グラビア〔二次創作弱虫ペダル。今泉目線〕


 峰が山を登る。
 一年レギュラー三人で。
 杉元は頑張ってついてきたけど三つ前の信号で諦めた。

 ボクはこれから弟の迎えがあるのでね



 ボクハコレハラホトーホノフカエハアルノレヘ

としか発音出来なくなるところまで頑張ったのだ。
 いいルーラーだと思う。

 坂がきつくなる。
 坂道がキラッキラッ輝きやがる。
 けんめいに踏むが尻が、みるみる遠ざかる

「お先ィ」

 ちょーしこいて赤アタマまで抜いていくが、させない、
 それだけはさせない。
 頭を押さえ、押さえられ、せりあう方に力が要って、坂道から遅れることたっぷりニ分、
 約束の草地で合流した。

 三人で雲を眺める。
 春が来たら二年。
 後輩も出来る。
 坂道が黙ってるのは、
 巻島さんを思い出しているのだろうか…
「あの」
 坂道が不意に身を起こした。
「みなさんシュミって何ですか?」
 俺は思わず赤面した。
 湖鳥の異装フィギュア集め出したのは先月から。
 坂道だって知らないはず。
「小野田くんのアニメとかやろ」
 だめだ鳴子それだめ…遅かった!
「僕とアニメの関係はシュミではおわりません! 生きざま! 生き方! 生涯一オタクとしての信念と愛と…」

 終わらねえ。

 日が落ちる頃主張し終わった坂道が言ったのはこれだった。
「巻島さんのことは大好きだし尊敬しています。いちばんすごい先輩だからです」
 みんなよくわかってる。
 でもシュミが、グラビアってのだけよく…わからないまま旅立っていかれてしまいました…
「俺もわからん」
 言って現れて、俺の横に坐ったのは手嶋さんだ。
 その向こうに青八木さんもちょこんと坐った。
 (女の子坐りかよ。

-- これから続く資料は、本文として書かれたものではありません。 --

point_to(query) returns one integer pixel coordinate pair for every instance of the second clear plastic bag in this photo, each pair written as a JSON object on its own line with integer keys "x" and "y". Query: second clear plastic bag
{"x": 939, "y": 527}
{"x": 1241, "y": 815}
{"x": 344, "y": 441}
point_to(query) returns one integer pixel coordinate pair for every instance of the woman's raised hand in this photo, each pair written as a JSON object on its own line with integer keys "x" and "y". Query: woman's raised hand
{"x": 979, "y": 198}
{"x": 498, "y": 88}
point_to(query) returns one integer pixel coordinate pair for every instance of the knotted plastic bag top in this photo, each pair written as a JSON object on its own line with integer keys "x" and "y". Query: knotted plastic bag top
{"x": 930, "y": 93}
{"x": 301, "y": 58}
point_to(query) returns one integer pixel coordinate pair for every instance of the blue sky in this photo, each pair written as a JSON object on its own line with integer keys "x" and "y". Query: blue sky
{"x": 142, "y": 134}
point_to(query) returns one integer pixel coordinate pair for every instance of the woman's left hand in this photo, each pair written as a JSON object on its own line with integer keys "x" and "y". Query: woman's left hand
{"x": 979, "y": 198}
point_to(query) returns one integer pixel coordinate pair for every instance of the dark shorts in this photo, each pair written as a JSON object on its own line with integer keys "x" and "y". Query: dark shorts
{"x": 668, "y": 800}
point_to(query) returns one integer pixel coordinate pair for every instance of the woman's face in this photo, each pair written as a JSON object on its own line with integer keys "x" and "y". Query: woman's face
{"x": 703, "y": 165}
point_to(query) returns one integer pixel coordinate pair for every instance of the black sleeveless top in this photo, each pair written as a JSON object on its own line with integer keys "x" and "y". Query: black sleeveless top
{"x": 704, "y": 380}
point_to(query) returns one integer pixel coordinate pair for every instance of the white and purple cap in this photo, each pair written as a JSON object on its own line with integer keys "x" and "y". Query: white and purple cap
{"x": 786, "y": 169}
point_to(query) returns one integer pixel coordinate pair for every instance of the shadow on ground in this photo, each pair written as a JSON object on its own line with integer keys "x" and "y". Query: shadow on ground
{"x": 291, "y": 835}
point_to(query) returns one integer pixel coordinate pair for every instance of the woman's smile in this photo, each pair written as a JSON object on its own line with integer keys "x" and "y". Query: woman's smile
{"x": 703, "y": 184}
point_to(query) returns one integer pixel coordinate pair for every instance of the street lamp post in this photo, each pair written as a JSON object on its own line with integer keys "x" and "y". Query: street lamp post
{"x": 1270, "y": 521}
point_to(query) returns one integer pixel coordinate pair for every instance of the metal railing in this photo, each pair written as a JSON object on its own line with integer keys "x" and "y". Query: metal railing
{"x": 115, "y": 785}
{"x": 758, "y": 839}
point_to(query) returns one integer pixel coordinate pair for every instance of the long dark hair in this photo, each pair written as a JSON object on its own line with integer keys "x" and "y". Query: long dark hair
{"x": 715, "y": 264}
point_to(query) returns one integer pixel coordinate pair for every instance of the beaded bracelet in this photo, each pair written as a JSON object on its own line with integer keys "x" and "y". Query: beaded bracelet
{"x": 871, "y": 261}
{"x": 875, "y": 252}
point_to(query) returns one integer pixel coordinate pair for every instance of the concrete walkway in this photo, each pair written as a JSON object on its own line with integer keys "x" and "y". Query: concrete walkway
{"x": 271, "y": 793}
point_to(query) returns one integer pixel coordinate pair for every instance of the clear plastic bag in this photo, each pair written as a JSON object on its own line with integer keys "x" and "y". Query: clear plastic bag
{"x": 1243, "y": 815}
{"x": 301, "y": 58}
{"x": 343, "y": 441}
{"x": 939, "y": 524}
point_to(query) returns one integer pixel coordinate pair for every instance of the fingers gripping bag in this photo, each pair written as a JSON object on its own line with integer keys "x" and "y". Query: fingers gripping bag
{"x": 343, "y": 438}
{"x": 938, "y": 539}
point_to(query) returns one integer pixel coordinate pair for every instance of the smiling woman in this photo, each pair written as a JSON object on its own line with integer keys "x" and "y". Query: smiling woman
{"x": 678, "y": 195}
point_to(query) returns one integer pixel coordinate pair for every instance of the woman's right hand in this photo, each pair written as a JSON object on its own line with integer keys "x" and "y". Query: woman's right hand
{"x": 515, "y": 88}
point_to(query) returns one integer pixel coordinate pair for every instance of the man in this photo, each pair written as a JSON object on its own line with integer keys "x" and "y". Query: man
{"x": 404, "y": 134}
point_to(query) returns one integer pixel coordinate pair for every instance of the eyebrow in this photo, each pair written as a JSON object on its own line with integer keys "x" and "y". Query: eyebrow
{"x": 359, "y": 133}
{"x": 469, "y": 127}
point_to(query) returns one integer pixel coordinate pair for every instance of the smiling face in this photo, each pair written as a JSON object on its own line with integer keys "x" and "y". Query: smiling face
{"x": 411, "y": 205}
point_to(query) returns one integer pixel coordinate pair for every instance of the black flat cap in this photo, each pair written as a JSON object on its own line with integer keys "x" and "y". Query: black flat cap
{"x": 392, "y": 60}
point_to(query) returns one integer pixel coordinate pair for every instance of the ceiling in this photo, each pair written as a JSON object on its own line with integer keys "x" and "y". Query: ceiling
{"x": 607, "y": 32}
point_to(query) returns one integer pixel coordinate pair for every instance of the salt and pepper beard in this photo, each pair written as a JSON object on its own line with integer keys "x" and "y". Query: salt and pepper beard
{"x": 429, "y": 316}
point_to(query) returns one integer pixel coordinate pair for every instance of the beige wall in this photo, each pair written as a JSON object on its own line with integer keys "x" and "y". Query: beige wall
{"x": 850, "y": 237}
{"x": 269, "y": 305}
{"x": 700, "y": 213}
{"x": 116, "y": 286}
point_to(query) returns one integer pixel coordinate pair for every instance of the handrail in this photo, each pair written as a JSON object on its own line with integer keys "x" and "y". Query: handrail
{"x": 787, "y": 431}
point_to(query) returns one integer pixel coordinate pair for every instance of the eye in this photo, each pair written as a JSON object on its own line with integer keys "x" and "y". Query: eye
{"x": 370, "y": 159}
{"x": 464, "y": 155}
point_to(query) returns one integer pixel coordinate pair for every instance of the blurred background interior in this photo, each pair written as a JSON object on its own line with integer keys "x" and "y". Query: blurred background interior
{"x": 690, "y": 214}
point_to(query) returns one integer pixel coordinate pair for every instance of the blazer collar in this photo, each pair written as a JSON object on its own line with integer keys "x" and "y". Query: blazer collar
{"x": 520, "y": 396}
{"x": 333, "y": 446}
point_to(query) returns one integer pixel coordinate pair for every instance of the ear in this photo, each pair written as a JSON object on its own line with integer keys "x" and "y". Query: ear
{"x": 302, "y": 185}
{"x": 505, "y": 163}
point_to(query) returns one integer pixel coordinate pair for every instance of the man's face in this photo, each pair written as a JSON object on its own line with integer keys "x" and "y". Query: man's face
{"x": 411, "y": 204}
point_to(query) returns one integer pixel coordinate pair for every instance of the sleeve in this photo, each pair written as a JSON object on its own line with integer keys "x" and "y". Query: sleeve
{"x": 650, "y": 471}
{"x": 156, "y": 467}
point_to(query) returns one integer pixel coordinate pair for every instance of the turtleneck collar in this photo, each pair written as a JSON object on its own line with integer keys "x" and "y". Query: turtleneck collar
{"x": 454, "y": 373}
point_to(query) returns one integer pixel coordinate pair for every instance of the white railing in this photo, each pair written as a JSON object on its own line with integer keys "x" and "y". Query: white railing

)
「グラビアってただ見るもんだろ? どうシュミにするんだ?」
 一同黙った。
 たしかにわからん。
 巻島さんはシュミはグラビアというばかりで、桜木えろすが好きだとか、関うちのが好きだとか、グラビアアイドルの名が出たこともない。
「見るでなく…撮るとかでは?」
 坂道の言葉に、俺たちの脳裏に同一のイメージが広がる。
 カメラスタジオ。
 連続シャッター音。
 ポーズするモデルを激写している巻島裕介…
 いきなり鳴子が噴き出して、
「撮られる方やないっしょーね」
 撮る巻島さんがモデルと逆転し、危ない格好で激写されている…
 誰も何も言わない。
 そうとは言えないが。
 今となっては誰も。
 違うとも言えないのだ。

 長ーーーーい沈黙の後、
「戻ろう」
 手嶋さんのひと声に救われるように、俺たちは立ち、各々の愛車に跨がった。
 ペースは落ちた。




追記

 二年後、このギモンは思わぬところで解決した。

 洋南と明早の対抗レース応援に行ったら、金城さんと話せたのだ。

 本人と話さなくてよかったな。
 グラビアはグラビアでも、あいつのフェチはグラビア印刷機だ。
 凹版印刷の一種でな、微細な濃淡が表現できるので、写真画像の印刷に最適…

 ― 印刷イメージはシリンダーに彫(え)り込まれるッショ。
 ― シート状の用紙ではなく、ロール紙に印刷する形式ッショ!
 ― オフセット印刷やフレキソグラフィー印刷と同じに回転式の印刷機なワケだけど、微細な濃淡がイイッショ!
 ― エルクとアイアンフィッシュ、二大グラビア誌競い合ってた頃が最盛期で、ライフなんか目じゃなかったっショ!!

 聞いたこともないグラビア雑誌名挙げながら、喜々と語る巻島さんが浮かぶ。
 千葉に戻ったら真っ先に、坂道に話してやるんだと、俺は心にそっと誓った。